TVA sur les débits ou encaissements : quelle est la différence pour une entreprise ?
Ces deux modes de fonctionnement diffèrent sensiblement quand il s’agit de gérer la taxe à la valeur ajoutée. Faisons le point.
Qu’est-ce que l’exigibilité de la TVA ?
Ne confondez pas le fait générateur de la taxe et son exigibilité. Ce qui donne naissance à la créance que constitue la TVA pour le trésor public s’appelle le fait générateur. Pour la majorité des ventes de biens, il intervient à la date de livraison. En cas de prestations de services, c’est la réalisation des travaux.

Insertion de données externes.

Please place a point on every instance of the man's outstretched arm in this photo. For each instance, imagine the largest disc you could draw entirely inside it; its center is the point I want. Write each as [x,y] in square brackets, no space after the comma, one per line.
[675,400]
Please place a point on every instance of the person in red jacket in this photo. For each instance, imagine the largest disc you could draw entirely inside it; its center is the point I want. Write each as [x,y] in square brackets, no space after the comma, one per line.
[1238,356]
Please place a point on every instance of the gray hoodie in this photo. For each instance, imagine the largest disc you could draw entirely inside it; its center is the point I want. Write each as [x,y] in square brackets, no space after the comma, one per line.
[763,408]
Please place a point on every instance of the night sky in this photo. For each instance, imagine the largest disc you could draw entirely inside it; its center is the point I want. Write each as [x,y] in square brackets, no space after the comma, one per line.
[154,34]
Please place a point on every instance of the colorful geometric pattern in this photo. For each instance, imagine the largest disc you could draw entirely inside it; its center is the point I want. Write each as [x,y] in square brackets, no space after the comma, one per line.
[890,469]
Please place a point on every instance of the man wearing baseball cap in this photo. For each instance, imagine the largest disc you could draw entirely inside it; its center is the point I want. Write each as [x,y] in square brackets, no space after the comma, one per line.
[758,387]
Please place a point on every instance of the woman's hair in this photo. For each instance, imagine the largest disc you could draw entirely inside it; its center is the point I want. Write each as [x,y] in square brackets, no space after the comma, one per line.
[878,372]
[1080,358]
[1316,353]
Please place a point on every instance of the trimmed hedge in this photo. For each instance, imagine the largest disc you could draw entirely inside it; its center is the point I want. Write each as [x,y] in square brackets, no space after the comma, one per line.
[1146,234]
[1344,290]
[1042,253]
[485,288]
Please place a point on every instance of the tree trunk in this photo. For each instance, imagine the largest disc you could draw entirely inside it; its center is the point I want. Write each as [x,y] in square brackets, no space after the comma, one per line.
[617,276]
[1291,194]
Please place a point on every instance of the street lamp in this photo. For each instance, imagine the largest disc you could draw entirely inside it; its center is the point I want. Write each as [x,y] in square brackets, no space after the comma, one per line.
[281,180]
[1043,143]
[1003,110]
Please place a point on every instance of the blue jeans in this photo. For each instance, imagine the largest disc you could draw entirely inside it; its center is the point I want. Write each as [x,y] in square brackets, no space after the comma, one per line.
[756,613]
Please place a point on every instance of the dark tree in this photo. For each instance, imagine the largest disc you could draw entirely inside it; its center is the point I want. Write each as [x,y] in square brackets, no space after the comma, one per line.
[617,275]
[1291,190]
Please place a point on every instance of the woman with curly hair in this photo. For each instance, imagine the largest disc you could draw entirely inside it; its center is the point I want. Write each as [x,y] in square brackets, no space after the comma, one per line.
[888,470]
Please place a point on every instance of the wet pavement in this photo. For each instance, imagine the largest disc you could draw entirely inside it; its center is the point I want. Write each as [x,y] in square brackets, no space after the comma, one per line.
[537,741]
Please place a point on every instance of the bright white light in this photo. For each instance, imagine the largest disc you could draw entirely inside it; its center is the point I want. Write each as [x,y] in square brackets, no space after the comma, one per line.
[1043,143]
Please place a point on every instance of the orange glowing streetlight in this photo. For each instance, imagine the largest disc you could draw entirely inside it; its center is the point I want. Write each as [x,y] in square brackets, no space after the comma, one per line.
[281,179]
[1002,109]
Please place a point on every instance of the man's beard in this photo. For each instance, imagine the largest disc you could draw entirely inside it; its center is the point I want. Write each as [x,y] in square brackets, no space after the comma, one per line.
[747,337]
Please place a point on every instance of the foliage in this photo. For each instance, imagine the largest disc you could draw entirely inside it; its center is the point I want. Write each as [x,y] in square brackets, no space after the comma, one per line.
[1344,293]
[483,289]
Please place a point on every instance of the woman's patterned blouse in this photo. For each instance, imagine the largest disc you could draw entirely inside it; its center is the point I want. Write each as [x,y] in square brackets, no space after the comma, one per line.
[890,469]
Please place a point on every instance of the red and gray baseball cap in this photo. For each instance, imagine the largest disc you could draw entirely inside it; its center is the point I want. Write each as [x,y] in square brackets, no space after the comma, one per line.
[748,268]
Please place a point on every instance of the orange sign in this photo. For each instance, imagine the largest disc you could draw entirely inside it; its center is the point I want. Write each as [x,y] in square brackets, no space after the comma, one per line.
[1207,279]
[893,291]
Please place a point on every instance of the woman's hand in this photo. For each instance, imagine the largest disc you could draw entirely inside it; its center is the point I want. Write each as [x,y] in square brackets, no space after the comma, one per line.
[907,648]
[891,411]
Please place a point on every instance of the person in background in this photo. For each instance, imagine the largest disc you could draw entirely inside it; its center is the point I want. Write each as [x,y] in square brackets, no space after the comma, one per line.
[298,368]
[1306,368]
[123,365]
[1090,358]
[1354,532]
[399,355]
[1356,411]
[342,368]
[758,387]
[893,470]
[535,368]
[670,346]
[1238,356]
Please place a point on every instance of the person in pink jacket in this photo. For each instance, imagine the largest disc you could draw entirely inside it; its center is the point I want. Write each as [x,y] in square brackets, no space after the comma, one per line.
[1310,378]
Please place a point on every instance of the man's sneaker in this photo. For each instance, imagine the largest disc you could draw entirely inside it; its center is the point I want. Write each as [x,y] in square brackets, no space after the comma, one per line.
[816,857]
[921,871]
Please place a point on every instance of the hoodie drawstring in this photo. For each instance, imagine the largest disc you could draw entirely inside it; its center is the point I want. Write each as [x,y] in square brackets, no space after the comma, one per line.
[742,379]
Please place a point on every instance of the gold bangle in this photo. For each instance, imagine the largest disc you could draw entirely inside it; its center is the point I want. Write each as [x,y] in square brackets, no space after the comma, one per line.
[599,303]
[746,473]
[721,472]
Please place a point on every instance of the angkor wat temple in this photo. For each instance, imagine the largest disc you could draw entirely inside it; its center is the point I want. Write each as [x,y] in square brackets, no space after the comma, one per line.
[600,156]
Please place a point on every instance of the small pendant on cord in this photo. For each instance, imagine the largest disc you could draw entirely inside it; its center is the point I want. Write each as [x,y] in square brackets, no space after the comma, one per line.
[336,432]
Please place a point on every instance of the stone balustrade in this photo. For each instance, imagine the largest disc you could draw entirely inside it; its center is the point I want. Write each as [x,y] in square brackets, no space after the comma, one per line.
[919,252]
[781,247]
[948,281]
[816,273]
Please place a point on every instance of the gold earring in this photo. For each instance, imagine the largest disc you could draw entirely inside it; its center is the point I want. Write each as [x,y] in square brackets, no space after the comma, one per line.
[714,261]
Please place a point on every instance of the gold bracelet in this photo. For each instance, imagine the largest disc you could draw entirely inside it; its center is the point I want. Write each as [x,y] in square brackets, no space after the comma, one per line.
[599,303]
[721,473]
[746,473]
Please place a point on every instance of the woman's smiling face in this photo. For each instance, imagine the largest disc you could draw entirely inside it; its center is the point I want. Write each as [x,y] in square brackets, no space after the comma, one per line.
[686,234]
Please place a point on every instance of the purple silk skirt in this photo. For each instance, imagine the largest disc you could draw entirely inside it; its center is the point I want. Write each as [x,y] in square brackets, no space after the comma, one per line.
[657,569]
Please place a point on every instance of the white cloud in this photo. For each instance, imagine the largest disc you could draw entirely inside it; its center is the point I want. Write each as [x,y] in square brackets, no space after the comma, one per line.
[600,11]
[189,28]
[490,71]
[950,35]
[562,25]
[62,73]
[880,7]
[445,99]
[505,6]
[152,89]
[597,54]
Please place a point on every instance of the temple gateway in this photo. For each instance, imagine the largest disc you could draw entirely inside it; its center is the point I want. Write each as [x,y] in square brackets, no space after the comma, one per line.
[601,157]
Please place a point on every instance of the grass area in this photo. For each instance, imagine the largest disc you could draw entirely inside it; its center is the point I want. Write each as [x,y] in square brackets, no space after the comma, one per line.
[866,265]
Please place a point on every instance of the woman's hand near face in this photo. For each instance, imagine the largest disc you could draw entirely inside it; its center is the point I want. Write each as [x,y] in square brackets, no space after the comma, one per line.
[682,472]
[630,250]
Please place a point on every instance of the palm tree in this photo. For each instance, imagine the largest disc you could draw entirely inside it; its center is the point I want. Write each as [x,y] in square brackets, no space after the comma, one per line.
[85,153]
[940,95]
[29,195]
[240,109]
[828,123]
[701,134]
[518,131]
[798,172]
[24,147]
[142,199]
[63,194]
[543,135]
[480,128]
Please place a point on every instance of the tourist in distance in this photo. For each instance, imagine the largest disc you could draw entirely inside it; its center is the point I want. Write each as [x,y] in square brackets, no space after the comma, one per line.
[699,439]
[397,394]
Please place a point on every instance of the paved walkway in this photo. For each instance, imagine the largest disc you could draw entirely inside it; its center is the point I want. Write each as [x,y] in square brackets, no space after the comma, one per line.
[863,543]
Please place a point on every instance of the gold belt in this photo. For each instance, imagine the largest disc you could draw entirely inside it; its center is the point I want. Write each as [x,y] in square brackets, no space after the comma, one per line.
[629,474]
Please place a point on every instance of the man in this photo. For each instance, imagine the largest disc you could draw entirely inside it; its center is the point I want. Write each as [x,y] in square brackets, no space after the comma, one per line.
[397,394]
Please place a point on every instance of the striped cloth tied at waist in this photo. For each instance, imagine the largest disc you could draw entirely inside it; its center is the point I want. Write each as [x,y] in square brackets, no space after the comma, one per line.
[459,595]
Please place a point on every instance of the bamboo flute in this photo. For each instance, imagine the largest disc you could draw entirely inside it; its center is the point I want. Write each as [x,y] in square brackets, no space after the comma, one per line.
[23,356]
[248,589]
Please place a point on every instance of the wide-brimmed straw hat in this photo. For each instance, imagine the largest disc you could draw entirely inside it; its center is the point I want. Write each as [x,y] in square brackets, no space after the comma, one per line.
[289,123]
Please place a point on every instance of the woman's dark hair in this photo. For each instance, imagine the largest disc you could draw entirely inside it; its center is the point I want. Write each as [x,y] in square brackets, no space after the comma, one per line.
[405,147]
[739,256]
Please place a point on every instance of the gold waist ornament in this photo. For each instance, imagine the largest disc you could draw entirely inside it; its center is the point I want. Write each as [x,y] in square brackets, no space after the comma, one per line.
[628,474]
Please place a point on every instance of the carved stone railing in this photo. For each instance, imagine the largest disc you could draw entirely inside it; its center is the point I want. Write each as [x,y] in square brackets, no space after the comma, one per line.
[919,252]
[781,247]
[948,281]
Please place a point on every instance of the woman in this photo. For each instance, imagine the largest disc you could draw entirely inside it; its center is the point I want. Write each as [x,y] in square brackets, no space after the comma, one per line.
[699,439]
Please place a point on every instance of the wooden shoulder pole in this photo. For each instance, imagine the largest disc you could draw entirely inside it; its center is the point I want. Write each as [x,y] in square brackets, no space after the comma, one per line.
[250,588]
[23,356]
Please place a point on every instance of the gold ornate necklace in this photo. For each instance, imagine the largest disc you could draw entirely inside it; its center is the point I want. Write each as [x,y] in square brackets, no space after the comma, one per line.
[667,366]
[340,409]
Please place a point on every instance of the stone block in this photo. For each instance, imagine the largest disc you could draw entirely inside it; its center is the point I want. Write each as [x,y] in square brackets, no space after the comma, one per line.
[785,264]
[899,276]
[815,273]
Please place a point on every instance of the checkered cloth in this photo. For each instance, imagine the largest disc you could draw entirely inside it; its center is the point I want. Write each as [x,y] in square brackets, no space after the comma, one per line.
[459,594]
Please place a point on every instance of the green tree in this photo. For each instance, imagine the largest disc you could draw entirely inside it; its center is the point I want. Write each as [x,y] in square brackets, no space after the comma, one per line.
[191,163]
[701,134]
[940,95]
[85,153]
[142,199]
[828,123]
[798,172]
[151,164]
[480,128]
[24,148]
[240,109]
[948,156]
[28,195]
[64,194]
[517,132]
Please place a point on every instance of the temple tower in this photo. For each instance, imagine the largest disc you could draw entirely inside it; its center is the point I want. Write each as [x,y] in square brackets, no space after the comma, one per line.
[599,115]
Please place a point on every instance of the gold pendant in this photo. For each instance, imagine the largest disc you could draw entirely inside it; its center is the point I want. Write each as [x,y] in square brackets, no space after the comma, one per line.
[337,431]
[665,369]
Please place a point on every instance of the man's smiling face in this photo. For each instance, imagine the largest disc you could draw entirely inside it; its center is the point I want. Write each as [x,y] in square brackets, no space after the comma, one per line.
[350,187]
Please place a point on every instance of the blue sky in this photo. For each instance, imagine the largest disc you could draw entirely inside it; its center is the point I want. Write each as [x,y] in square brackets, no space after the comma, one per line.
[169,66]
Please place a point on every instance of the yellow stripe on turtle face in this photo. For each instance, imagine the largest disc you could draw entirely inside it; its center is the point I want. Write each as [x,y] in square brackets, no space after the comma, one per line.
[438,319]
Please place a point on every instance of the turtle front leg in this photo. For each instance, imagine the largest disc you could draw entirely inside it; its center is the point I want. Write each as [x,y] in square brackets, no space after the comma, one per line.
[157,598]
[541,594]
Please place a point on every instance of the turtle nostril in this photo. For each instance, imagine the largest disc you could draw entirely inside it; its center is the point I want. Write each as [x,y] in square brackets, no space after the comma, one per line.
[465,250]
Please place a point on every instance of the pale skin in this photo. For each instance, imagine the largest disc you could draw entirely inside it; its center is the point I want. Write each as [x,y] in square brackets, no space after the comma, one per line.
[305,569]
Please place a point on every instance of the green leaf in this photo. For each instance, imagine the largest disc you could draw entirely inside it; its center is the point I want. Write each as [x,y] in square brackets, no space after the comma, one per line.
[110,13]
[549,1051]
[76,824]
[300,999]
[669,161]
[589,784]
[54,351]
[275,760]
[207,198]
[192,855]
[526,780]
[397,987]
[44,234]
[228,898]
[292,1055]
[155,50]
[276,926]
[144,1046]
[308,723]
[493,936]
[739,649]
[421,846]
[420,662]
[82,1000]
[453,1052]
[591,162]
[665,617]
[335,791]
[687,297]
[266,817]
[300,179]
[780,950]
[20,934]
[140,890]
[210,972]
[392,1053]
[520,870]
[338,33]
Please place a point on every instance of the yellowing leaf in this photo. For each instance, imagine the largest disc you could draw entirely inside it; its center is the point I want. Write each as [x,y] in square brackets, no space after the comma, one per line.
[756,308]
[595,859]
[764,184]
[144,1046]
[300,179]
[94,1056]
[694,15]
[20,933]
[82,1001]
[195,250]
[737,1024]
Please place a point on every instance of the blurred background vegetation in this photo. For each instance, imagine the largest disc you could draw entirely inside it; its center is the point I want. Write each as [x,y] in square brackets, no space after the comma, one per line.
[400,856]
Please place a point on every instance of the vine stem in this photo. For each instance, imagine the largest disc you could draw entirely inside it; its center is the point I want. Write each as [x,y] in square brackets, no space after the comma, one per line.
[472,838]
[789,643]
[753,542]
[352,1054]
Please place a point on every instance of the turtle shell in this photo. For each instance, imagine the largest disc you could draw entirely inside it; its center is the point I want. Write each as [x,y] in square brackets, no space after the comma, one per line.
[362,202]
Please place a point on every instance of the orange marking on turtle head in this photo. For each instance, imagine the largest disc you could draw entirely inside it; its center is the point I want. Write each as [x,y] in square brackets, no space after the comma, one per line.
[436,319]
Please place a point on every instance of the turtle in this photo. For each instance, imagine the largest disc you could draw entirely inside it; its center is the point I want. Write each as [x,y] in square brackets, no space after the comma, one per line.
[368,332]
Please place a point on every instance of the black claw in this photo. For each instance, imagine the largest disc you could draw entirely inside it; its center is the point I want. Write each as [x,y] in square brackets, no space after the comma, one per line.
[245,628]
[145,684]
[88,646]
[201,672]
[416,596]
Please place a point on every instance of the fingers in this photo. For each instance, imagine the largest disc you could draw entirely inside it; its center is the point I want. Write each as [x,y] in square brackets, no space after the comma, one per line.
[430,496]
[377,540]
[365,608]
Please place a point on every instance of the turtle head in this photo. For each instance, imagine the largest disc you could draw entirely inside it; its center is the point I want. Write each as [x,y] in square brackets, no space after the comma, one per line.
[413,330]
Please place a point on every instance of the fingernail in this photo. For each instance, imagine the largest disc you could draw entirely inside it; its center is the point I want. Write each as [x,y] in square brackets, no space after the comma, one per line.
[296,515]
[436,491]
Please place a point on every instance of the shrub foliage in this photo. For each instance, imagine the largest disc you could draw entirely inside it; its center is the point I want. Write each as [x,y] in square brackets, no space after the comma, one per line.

En revanche, l’exigibilité de la TVA correspond au moment où cette créance de l’administration fiscale (DGFiP) devient exigible. C’est donc la date à laquelle l’entreprise doit la reverser au trésor public. Plus précisément, c’est la période durant laquelle vous devez déclarer les sommes, si vous souhaitez faire votre déclaration de TVA vous-même.
La TVA sur les encaissements : une taxe exigible lors du paiement des factures
Ce type d’exigibilité de la taxe correspond au régime par défaut pour les prestations de services. Pour ces activités, le fait générateur diffère donc de la date à laquelle la TVA devient exigible. L’entreprise attend que son client règle la facture avant de porter la taxe sur la déclaration périodique. Si elle établit ses déclarations mensuellement, la somme collectée est portée sur celle relative au mois du paiement.
Ce régime ne concerne pas les ventes de biens. Notez que les entreprises qui réalisent de telles prestations peuvent toutefois prendre l’option du paiement de la TVA selon les débits (voir infra).
La TVA sur les débits : une exigibilité dès la livraison du bien ou la réalisation du service
Pour les ventes de biens, la date d’exigibilité et le fait générateur sont identiques : la TVA est à déclarer le mois de la livraison. Dans la mesure où la facturation s’effectue généralement dès la livraison, l’exigibilité intervient donc lorsque les sommes sont portées au débit du compte du client, soit dès l'émission de la facture. D'où l'expression de la TVA sur les débits.
Que dit la réglementation en matière de TVA collectée par les entreprises ?
Maintenant que vous comprenez la différence entre la TVA sur les débits et sur les encaissements, voyons le fonctionnement pratique et les cas particuliers qui peuvent se produire.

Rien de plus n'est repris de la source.